Teaching typically includes lectures, seminars and project work, along with internships and often the chance to study abroad for a semester, all designed to combine theoretical knowledge with practical skills and experience.
“We want to produce critical thinkers and problem solvers, but also graduates who demonstrate respect by valuing people’s diversity, ideas and creativity,” says Wöber.
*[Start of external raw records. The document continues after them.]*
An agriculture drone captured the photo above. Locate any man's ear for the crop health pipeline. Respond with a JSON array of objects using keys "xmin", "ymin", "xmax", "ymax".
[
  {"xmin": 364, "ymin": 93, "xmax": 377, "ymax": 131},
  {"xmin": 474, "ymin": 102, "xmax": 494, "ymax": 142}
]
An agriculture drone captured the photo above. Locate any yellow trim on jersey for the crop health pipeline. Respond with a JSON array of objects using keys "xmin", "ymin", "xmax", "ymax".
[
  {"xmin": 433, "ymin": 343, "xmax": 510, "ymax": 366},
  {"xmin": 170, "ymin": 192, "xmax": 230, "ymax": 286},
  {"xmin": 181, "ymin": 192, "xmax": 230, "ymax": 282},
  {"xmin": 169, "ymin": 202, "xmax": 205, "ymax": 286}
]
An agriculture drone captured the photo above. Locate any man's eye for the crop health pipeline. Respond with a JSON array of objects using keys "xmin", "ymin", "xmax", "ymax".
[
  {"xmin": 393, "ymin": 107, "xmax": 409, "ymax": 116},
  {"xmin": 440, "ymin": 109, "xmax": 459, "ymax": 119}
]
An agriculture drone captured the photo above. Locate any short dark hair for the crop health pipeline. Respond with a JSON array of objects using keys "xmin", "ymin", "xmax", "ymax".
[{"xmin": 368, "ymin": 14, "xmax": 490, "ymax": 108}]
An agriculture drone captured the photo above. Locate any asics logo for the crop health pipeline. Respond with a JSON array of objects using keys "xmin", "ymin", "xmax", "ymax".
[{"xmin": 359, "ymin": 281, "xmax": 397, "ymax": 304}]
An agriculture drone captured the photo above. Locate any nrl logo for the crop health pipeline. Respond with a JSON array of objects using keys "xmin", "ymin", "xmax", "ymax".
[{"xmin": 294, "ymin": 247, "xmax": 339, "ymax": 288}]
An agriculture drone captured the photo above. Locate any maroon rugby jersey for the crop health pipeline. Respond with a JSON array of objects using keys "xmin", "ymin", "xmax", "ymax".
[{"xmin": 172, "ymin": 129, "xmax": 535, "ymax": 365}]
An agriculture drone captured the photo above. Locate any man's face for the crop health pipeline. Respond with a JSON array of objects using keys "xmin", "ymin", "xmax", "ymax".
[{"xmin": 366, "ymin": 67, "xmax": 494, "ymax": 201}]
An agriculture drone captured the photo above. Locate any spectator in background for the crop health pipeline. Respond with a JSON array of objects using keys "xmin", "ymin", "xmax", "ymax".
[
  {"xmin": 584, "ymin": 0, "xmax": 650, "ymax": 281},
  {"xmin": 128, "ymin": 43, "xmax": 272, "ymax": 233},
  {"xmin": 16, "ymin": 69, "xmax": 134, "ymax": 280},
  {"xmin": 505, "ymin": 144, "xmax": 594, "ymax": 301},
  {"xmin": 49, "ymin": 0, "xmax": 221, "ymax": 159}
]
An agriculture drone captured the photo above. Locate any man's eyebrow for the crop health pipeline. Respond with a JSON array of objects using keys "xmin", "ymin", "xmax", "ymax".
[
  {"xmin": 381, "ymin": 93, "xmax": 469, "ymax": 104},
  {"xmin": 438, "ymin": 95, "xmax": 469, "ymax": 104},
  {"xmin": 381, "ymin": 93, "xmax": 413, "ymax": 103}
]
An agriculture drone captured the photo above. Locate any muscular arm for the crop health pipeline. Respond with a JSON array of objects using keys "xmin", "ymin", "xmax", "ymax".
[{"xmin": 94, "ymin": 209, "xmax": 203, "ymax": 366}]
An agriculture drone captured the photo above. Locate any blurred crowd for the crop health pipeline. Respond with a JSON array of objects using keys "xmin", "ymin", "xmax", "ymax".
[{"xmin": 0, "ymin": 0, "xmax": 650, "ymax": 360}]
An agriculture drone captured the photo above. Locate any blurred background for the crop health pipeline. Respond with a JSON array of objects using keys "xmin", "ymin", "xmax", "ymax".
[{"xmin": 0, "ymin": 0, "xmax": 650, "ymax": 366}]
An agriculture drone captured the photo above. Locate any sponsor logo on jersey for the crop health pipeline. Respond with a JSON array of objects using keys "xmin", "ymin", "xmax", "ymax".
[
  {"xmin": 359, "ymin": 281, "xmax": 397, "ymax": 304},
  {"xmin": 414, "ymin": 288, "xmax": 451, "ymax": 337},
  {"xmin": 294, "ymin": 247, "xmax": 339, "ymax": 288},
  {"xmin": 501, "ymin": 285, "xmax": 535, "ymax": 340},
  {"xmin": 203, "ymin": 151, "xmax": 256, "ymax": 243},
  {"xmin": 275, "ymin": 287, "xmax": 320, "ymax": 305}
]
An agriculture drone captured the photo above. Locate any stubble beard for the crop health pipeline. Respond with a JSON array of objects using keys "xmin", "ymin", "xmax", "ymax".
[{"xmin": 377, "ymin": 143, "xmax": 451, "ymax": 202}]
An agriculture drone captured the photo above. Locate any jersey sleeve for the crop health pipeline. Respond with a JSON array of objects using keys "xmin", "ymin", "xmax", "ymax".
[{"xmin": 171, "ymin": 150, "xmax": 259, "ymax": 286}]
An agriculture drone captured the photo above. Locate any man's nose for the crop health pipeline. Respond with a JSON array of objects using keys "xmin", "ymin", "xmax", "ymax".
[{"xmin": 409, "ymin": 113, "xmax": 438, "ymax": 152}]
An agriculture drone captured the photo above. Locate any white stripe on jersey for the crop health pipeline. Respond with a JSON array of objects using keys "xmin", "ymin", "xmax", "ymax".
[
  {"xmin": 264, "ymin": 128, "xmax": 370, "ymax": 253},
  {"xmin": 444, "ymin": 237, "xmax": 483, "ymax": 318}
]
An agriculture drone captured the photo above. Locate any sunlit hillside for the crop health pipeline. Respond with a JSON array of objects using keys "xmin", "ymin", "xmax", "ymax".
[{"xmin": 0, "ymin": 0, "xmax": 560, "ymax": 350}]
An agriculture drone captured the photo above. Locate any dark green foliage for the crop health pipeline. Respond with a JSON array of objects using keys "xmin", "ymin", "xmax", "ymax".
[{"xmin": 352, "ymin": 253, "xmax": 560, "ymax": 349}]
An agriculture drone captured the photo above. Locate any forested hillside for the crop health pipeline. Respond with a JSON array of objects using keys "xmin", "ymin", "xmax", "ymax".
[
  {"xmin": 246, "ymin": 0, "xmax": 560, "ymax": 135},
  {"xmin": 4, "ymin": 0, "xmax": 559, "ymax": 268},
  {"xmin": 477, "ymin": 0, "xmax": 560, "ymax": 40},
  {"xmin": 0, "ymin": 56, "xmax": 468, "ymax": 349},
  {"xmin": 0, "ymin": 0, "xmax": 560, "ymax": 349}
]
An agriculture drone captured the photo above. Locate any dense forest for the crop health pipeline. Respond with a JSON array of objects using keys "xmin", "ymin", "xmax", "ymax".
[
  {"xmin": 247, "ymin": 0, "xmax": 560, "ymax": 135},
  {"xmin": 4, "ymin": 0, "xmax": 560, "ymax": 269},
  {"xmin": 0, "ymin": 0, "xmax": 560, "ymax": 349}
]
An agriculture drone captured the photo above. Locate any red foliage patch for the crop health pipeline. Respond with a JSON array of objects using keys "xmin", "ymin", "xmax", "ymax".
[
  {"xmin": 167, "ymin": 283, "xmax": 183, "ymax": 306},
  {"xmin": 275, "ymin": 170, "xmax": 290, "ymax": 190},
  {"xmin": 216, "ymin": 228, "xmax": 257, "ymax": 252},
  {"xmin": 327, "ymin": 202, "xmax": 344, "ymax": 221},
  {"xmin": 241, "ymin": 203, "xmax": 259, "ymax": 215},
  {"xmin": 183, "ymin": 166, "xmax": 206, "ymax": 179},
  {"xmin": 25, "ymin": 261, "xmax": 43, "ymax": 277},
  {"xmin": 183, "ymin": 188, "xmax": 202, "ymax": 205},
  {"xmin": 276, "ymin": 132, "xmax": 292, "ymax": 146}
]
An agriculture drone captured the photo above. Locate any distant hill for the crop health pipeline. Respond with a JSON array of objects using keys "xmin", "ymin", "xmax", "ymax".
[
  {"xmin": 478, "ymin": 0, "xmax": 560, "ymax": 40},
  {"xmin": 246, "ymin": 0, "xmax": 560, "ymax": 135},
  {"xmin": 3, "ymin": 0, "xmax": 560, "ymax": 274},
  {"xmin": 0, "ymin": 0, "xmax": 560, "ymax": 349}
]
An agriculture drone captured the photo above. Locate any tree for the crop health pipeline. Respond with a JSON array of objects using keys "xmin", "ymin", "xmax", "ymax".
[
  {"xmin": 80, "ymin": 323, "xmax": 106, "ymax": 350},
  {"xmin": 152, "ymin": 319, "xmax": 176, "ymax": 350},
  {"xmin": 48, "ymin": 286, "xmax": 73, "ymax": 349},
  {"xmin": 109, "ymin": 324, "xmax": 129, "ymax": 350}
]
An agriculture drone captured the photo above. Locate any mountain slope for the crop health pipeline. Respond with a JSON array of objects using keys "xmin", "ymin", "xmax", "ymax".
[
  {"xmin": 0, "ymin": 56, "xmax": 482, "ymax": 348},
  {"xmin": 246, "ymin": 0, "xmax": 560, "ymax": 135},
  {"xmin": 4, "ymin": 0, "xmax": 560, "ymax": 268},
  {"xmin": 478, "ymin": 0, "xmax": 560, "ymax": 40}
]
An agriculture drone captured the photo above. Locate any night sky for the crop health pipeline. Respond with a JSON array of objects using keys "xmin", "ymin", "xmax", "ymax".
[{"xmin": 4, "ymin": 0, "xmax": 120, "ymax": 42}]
Relatively small class sizes promote academic discourse, he says, and create a “familiar atmosphere” in which students and staff can interact.
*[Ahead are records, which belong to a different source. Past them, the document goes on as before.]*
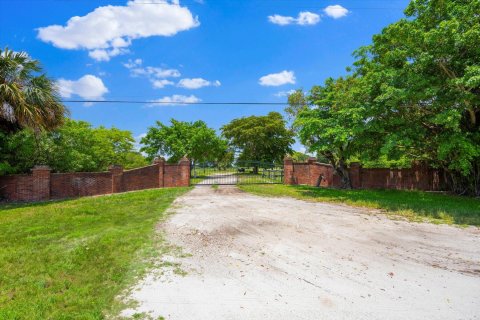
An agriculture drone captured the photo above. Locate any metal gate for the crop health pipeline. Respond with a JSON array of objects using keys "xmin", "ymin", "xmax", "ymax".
[{"xmin": 190, "ymin": 161, "xmax": 283, "ymax": 185}]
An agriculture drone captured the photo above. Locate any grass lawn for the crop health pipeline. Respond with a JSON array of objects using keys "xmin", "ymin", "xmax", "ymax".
[
  {"xmin": 239, "ymin": 184, "xmax": 480, "ymax": 226},
  {"xmin": 0, "ymin": 188, "xmax": 189, "ymax": 319}
]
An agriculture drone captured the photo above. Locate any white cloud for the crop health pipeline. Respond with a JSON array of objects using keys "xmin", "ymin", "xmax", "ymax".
[
  {"xmin": 57, "ymin": 74, "xmax": 108, "ymax": 100},
  {"xmin": 123, "ymin": 59, "xmax": 181, "ymax": 89},
  {"xmin": 268, "ymin": 14, "xmax": 296, "ymax": 26},
  {"xmin": 273, "ymin": 89, "xmax": 295, "ymax": 98},
  {"xmin": 323, "ymin": 4, "xmax": 349, "ymax": 19},
  {"xmin": 37, "ymin": 0, "xmax": 200, "ymax": 61},
  {"xmin": 149, "ymin": 94, "xmax": 202, "ymax": 106},
  {"xmin": 268, "ymin": 11, "xmax": 320, "ymax": 26},
  {"xmin": 258, "ymin": 70, "xmax": 295, "ymax": 87},
  {"xmin": 177, "ymin": 78, "xmax": 221, "ymax": 89}
]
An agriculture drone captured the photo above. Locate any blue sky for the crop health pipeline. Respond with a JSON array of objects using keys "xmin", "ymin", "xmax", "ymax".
[{"xmin": 0, "ymin": 0, "xmax": 408, "ymax": 149}]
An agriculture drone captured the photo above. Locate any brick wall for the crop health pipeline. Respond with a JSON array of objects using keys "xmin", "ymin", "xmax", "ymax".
[
  {"xmin": 284, "ymin": 158, "xmax": 445, "ymax": 191},
  {"xmin": 0, "ymin": 159, "xmax": 190, "ymax": 201}
]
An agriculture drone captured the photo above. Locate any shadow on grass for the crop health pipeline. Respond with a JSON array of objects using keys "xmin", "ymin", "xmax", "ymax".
[
  {"xmin": 0, "ymin": 197, "xmax": 76, "ymax": 212},
  {"xmin": 239, "ymin": 184, "xmax": 480, "ymax": 227}
]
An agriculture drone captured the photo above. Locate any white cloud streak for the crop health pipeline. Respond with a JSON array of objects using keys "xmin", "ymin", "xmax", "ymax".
[
  {"xmin": 57, "ymin": 74, "xmax": 108, "ymax": 100},
  {"xmin": 37, "ymin": 0, "xmax": 200, "ymax": 61},
  {"xmin": 268, "ymin": 11, "xmax": 320, "ymax": 26},
  {"xmin": 123, "ymin": 59, "xmax": 181, "ymax": 89},
  {"xmin": 323, "ymin": 4, "xmax": 350, "ymax": 19},
  {"xmin": 177, "ymin": 78, "xmax": 221, "ymax": 89},
  {"xmin": 258, "ymin": 70, "xmax": 295, "ymax": 87},
  {"xmin": 273, "ymin": 89, "xmax": 295, "ymax": 98}
]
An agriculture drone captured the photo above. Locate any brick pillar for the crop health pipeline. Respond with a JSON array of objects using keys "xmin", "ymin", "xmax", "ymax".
[
  {"xmin": 348, "ymin": 162, "xmax": 362, "ymax": 189},
  {"xmin": 177, "ymin": 157, "xmax": 190, "ymax": 187},
  {"xmin": 283, "ymin": 156, "xmax": 296, "ymax": 184},
  {"xmin": 157, "ymin": 157, "xmax": 165, "ymax": 188},
  {"xmin": 31, "ymin": 166, "xmax": 51, "ymax": 201},
  {"xmin": 412, "ymin": 160, "xmax": 433, "ymax": 190},
  {"xmin": 108, "ymin": 165, "xmax": 123, "ymax": 193}
]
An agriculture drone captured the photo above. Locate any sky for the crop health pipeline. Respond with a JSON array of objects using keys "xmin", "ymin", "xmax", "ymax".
[{"xmin": 0, "ymin": 0, "xmax": 408, "ymax": 151}]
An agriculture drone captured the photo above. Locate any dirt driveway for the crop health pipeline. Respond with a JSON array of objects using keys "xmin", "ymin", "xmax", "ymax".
[{"xmin": 124, "ymin": 186, "xmax": 480, "ymax": 320}]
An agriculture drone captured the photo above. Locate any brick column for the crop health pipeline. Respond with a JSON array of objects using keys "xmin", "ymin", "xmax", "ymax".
[
  {"xmin": 348, "ymin": 162, "xmax": 362, "ymax": 189},
  {"xmin": 283, "ymin": 156, "xmax": 296, "ymax": 184},
  {"xmin": 177, "ymin": 157, "xmax": 190, "ymax": 187},
  {"xmin": 108, "ymin": 165, "xmax": 123, "ymax": 193},
  {"xmin": 412, "ymin": 160, "xmax": 433, "ymax": 190},
  {"xmin": 153, "ymin": 157, "xmax": 169, "ymax": 188},
  {"xmin": 29, "ymin": 166, "xmax": 51, "ymax": 201}
]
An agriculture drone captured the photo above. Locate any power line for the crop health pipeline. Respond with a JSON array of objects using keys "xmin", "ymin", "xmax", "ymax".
[{"xmin": 62, "ymin": 100, "xmax": 288, "ymax": 106}]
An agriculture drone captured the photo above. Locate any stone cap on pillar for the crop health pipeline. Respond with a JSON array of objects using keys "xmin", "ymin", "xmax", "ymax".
[
  {"xmin": 178, "ymin": 156, "xmax": 190, "ymax": 166},
  {"xmin": 153, "ymin": 157, "xmax": 165, "ymax": 164},
  {"xmin": 32, "ymin": 165, "xmax": 52, "ymax": 171},
  {"xmin": 108, "ymin": 164, "xmax": 123, "ymax": 174},
  {"xmin": 32, "ymin": 165, "xmax": 52, "ymax": 174},
  {"xmin": 350, "ymin": 162, "xmax": 362, "ymax": 168}
]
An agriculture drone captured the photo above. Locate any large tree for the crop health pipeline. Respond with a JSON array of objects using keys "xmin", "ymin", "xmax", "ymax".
[
  {"xmin": 355, "ymin": 0, "xmax": 480, "ymax": 195},
  {"xmin": 0, "ymin": 49, "xmax": 67, "ymax": 133},
  {"xmin": 289, "ymin": 0, "xmax": 480, "ymax": 195},
  {"xmin": 141, "ymin": 119, "xmax": 228, "ymax": 164},
  {"xmin": 0, "ymin": 119, "xmax": 148, "ymax": 174},
  {"xmin": 293, "ymin": 77, "xmax": 366, "ymax": 188},
  {"xmin": 222, "ymin": 112, "xmax": 295, "ymax": 162}
]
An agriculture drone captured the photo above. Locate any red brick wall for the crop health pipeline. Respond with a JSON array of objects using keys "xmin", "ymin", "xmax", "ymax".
[
  {"xmin": 284, "ymin": 159, "xmax": 334, "ymax": 187},
  {"xmin": 0, "ymin": 174, "xmax": 34, "ymax": 201},
  {"xmin": 284, "ymin": 159, "xmax": 445, "ymax": 191},
  {"xmin": 163, "ymin": 159, "xmax": 190, "ymax": 187},
  {"xmin": 0, "ymin": 159, "xmax": 190, "ymax": 201},
  {"xmin": 121, "ymin": 164, "xmax": 160, "ymax": 192}
]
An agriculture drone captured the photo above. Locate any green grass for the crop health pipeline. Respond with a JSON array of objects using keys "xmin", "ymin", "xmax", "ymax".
[
  {"xmin": 239, "ymin": 184, "xmax": 480, "ymax": 226},
  {"xmin": 0, "ymin": 188, "xmax": 189, "ymax": 319}
]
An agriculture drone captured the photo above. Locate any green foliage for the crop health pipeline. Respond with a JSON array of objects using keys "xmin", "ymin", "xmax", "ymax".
[
  {"xmin": 0, "ymin": 49, "xmax": 68, "ymax": 133},
  {"xmin": 0, "ymin": 188, "xmax": 188, "ymax": 320},
  {"xmin": 222, "ymin": 112, "xmax": 294, "ymax": 162},
  {"xmin": 239, "ymin": 184, "xmax": 480, "ymax": 226},
  {"xmin": 141, "ymin": 119, "xmax": 229, "ymax": 163},
  {"xmin": 296, "ymin": 0, "xmax": 480, "ymax": 195},
  {"xmin": 0, "ymin": 120, "xmax": 147, "ymax": 174}
]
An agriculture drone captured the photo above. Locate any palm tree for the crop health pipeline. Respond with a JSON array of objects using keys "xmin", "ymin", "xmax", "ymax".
[{"xmin": 0, "ymin": 48, "xmax": 68, "ymax": 133}]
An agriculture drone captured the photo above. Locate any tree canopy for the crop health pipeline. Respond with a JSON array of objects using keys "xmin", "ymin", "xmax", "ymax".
[
  {"xmin": 222, "ymin": 112, "xmax": 295, "ymax": 162},
  {"xmin": 0, "ymin": 49, "xmax": 68, "ymax": 132},
  {"xmin": 288, "ymin": 0, "xmax": 480, "ymax": 194},
  {"xmin": 141, "ymin": 119, "xmax": 228, "ymax": 163}
]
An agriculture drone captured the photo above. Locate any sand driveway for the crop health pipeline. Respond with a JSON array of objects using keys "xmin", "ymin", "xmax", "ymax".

Interaction with the wider industry is also a vital part of the university experience, says Cassini. “It’s one of the most important components for us because each year well-known companies from all over the world come to our International Recruitment Forum to interview our students directly for internships and future employment.” According to both Cassini and Wöber most courses will feature teaching or mentoring from industry professionals, and Yucebiyik says internships are a student highlight: he spent his in Thailand, Ireland and Gordon Ramsay’s restaurant at the Ritz Carlton.
Exposure to celebrity chefs aside, there are many personal and professional benefits to studying a hospitality course abroad. “Employers notice international study experience,” says Wöber, explaining that graduates might find management positions in (among others) tourist boards, tour operators and accommodation providers, as well as consultancy posts in research institutes and even government.
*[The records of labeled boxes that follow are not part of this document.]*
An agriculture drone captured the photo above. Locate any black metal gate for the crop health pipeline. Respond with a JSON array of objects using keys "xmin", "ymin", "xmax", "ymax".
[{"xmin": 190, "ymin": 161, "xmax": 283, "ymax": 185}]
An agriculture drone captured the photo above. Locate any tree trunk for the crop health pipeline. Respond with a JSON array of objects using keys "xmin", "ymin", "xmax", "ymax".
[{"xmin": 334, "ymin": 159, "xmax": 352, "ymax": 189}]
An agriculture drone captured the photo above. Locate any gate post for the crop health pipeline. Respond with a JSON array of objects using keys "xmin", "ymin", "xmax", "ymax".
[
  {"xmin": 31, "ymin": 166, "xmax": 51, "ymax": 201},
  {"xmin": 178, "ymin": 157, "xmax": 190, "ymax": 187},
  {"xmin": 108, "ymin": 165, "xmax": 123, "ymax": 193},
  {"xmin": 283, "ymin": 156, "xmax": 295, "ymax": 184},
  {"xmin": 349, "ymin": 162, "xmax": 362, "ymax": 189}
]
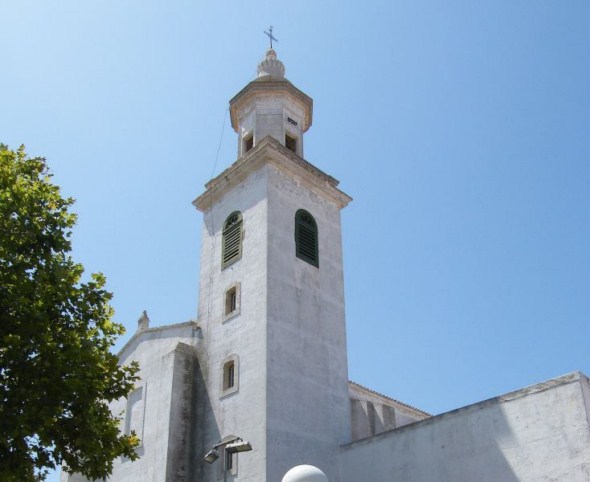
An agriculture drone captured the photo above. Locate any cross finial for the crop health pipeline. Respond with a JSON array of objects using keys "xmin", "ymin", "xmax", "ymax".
[{"xmin": 264, "ymin": 25, "xmax": 278, "ymax": 49}]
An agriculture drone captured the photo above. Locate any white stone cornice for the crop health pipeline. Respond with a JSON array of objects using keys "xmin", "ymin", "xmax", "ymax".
[
  {"xmin": 229, "ymin": 81, "xmax": 313, "ymax": 132},
  {"xmin": 193, "ymin": 136, "xmax": 352, "ymax": 212}
]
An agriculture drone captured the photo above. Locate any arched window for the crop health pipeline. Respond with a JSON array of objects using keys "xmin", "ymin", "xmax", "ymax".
[
  {"xmin": 295, "ymin": 209, "xmax": 320, "ymax": 268},
  {"xmin": 220, "ymin": 355, "xmax": 240, "ymax": 397},
  {"xmin": 221, "ymin": 211, "xmax": 242, "ymax": 269}
]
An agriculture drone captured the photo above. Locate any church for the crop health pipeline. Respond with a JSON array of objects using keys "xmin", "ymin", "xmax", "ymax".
[{"xmin": 62, "ymin": 48, "xmax": 590, "ymax": 482}]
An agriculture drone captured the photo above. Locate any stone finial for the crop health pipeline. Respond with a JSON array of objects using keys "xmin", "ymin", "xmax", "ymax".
[
  {"xmin": 137, "ymin": 310, "xmax": 150, "ymax": 331},
  {"xmin": 258, "ymin": 49, "xmax": 285, "ymax": 79}
]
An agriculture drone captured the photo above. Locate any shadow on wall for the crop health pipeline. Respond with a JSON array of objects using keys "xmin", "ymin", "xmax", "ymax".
[{"xmin": 340, "ymin": 372, "xmax": 590, "ymax": 482}]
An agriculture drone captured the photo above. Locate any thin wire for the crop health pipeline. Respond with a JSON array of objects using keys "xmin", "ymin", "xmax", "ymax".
[{"xmin": 210, "ymin": 106, "xmax": 229, "ymax": 179}]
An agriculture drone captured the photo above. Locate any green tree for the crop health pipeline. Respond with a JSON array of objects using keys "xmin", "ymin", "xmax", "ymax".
[{"xmin": 0, "ymin": 144, "xmax": 139, "ymax": 482}]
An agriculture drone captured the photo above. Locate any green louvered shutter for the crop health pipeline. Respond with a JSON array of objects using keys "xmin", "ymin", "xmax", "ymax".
[
  {"xmin": 221, "ymin": 211, "xmax": 242, "ymax": 269},
  {"xmin": 295, "ymin": 209, "xmax": 319, "ymax": 268}
]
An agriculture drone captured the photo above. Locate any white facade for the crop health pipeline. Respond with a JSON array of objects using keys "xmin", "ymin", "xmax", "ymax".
[{"xmin": 62, "ymin": 50, "xmax": 590, "ymax": 482}]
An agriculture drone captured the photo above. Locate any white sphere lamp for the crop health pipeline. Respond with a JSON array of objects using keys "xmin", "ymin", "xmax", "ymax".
[{"xmin": 281, "ymin": 465, "xmax": 328, "ymax": 482}]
An international education will prepare students for life in an international industry, adds Cassini. “The hospitality and tourism industry revolves around the international component, whether it concerns guests, travellers, staff or business partners,” she explains.
“From boutique hotels in the Emirates, Italian restaurants in Rome or large sporting events all around the world, individuals need to learn to manage an international team.”
Wherever students choose to study, an international qualification in hospitality can open the door to a career that’s both “demanding and stimulating,” as Wöber puts it. “It’s all about people, and it’s both a local and global phenomenon.”
Plus, it’s an age-old business with a secure future because, as Yucebiyik says in conclusion, “people are always going to need somewhere to stay!”
‘The Swiss approach to learning is definitely different to the UK’
Chris Astill-Smith took A-levels in business studies, travel and tourism, and IT, plus an AS level in economics. He’s currently studying at Les Roches School of Hotel Management in Switzerland.
“I decided to study in Switzerland as it has a reputation for having the best hospitality schools in the world. I also wanted a change and to study somewhere different from all my friends back in the UK.
The Swiss approach to learning is definitely different to the UK. I chose Les Roches because it includes a lot of practical aspects as well as theoretical ones and, for me, that’s the best way to learn; I also think it’s very important in the hotel industry. We have lectures and practical lessons from 8am to 5pm Monday to Friday, and sometimes even Saturday! It’s hard work, but this is what it will be like in the real world, so I feel ready to step into the industry knowing what’s ahead.
Moving to Switzerland wasn’t that difficult. I basically sorted everything out within a couple of days of getting my acceptance letter, and the school sorts out other things – such as permits – once you arrive.
I really would recommend studying in Europe. You meet so many different people, and it’s so beneficial to have loads of new friends from all over the world teaching me new things.”